Reading Notes - Large-scale Distributed Storage Systems: Principle Analysis and Architecture Practice: V

This article was last updated on: February 7, 2024 pm

5 Distributed key-value system

It can be seen as a special case of the distributed tabular model.

Hash distribution algorithm.

5.1 Amazon Dynamo

Question Techniques taken
Data Distribution Improved consistent hashing (virtual nodes)
Copy Protocol Replicated-write Protocol (NWR parameter adjustable)
Data Conflict Handling Vector clock
Temporary Troubleshooting Data Backhaul (Hinted Handoff)
Recovery after a permanent failure Merkle hash tree
Membership and error detection Gossip-based membership and error detection protocol

5.1.1 Data Distribution

The idea of a consistent hash algorithm: assign a random token to each node in the system, and these tokens form a hash ring. When performing a data placement operation, the hash value of the primary key is calculated first, and then stored in the clockwise direction of the node where the first token greater than or equal to the hash value is located.

Advantages of consistent hashing: When nodes are joined and deleted, only neighboring nodes in the hash ring are affected, and other nodes are not affected.

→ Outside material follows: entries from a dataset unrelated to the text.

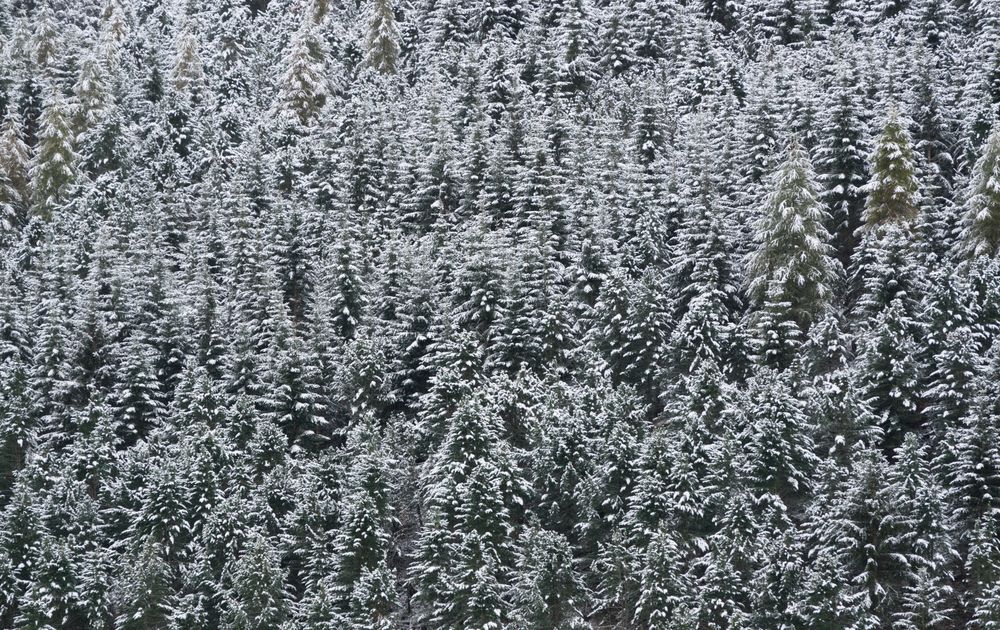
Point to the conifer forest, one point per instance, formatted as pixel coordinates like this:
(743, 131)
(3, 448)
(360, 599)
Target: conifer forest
(499, 314)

Dynamo uses an improved consistent hashing algorithm: each physical node is assigned multiple tokens based on its performance differences, one for each “virtual node”. The processing power of each virtual node is basically comparable and randomly distributed in the hash space.

Due to the existence of seed nodes, it is relatively simple to join new nodes. The new node first exchanges cluster information with the seed node and thus learns about the cluster. Other nodes in the DHT (Distributed Hash Table) ring also periodically exchange cluster information with seed nodes to discover new nodes joining.

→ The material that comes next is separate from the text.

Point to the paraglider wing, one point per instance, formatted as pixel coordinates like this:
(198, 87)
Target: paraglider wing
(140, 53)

5.1.2 Consistency and Replication

Replication: Data callback.

Dynamo highlight technology: NWR, N represents the number of backups replicated, R refers to the minimum number of nodes for successful read operations, and W refers to the minimum number of nodes for successful write operations. As long as W + R > N is satisfied, it is guaranteed that at least one valid data can be read when there is no more than one machine failure.

If the application attaches importance to read efficiency, you can set W = N, R=1, and if the application needs to make trade-offs between reading and writing, you can generally set N=3, W=2, and R=2.

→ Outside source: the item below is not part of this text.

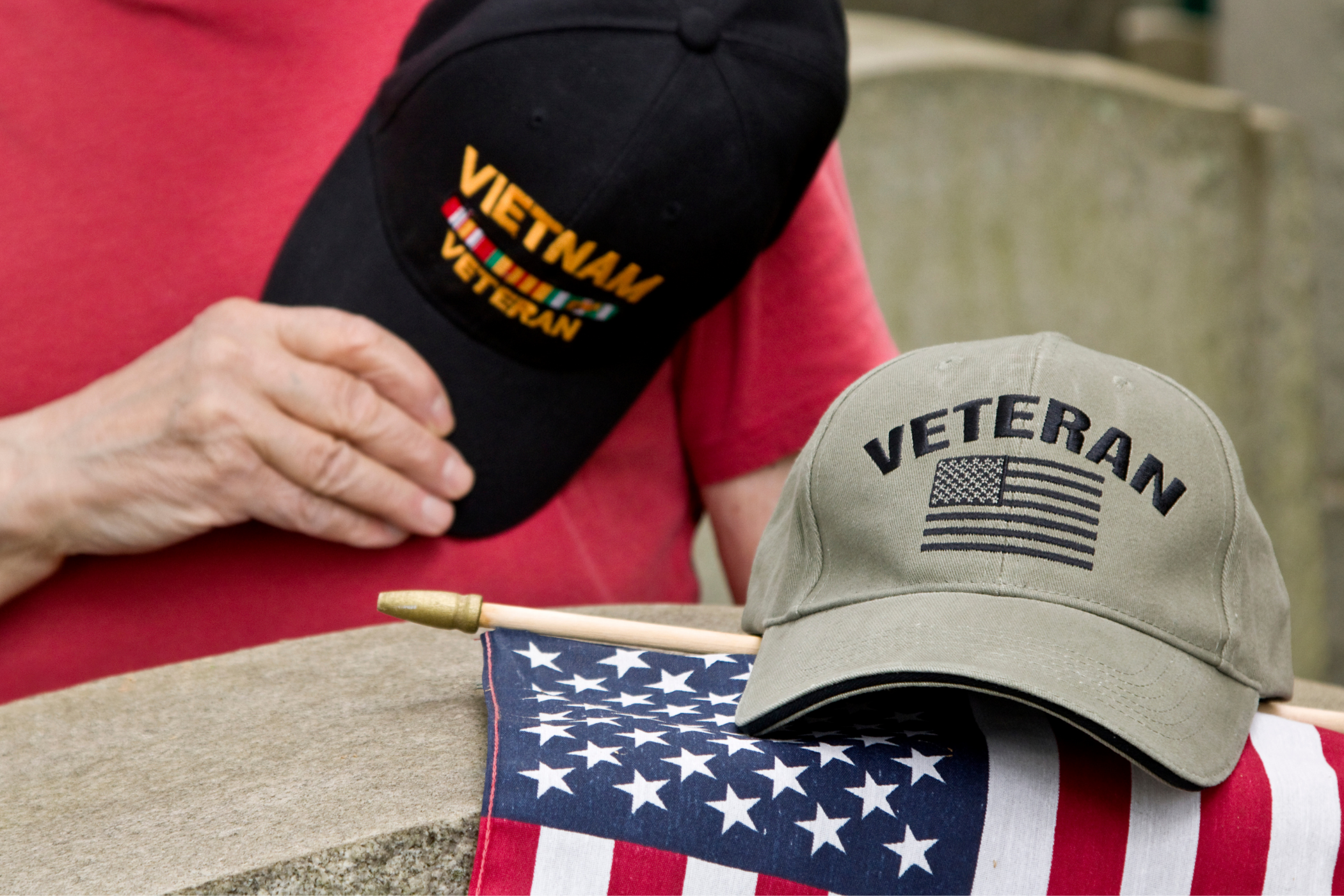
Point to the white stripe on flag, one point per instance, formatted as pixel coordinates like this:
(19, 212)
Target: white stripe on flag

NWR looks perfect, but it’s not. In a P2P cluster such as Dynamo, due to the different cluster information stored by each node, the same record may be updated by multiple nodes at the same time, and the update order between multiple nodes cannot be guaranteed. To this end, Dynamo introduced the technical means of Vector Clock in an attempt to resolve conflicts.

5.1.3 Fault Tolerance

Dynamo divides exceptions into 2 types:

  • Temporary abnormalities: such as suspended animation
  • Permanent abnormalities: such as hard disk repair or machine scrapping

Fault tolerance mechanism:

  • Data callback
  • Merkle tree synchronization
  • Read repair

5.1.4 Load balancing

It depends on how each machine is assigned a virtual node number, or token.

How to assign nodes:

  • Random allocation: The disadvantage is poor controllability.
  • Data range allocation + random allocation

5.1.5 Read and Write Process

During the reading process, if the data is inconsistent, the default policy is to select the latest data based on the modification timestamp, of course, the user can also customize the conflict handling method. If the data version on some replicas is found to be too old during the read process, Dynamo will internally initiate a read repair operation asynchronously to fix the erroneous copy using the result of conflict resolution.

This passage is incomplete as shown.